General GO annotation
There are two parts to a GO annotation: first, the association between a gene product and GO term; and second, the source and evidence used to make the association.
Each GO term represents an activity, process, or location in the cell of a gene product, and has a name (called the GO term name), a numerical identifier (called the GO ID), and a text definition. The first part of the annotation involves selecting GO term (see choosing the correct GO term).
Choosing the correct GO term (general)
When using GO terms -- or terms from any ontology -- always pay careful attention to the term definitions. They are usually more detailed, and often more informative, than the term names alone. For each annotation, ensure that the definition of the selected term accurately describes the experiment you are trying to capture, and that the results shown in the paper fit all parts of the term definition.
To find a GO term, type text into the search box. When suggestions from the autocomplete feature appear, choose one and proceed. If your initial search does not find any suitable terms, try again with a broader term (some examples are provided in the specific sections below). Selecting a term takes you to a page where you can read the definition to confirm that it is applicable. More specific "child" terms will be shown (where available), and you can select one of these more specific terms in an iterative process. GO terms are organised in a hierarchical structure, and GO annotations should be as specific as possible to describe the data from your experiment. (More information on GO organisation is available on the GO web site.)

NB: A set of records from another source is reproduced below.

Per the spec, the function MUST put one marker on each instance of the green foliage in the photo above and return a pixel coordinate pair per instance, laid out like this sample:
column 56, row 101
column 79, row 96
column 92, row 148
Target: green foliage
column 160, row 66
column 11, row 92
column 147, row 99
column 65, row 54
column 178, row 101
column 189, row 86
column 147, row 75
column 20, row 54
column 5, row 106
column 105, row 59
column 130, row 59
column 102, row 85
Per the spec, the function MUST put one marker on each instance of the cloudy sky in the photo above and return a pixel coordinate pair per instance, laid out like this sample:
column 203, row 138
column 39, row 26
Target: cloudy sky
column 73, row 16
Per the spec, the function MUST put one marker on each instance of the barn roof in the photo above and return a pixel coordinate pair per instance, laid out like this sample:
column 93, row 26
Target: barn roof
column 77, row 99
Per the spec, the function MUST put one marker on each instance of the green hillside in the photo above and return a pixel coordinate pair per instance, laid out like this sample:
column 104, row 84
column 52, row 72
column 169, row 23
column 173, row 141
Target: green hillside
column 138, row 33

See the "Specific branches of GO" sections below for more advice on choosing terms from each ontology aspect (cellular component, biological process, molecular function).
You will have the opportunity to request a new term if the most specific term available does not describe your gene product adequately.
Choosing the Evidence code
After selecting a GO term, you must choose the evidence code that best describes your experiment.
- Mutation(s) in a single gene: IMP (inferred from mutant phenotype)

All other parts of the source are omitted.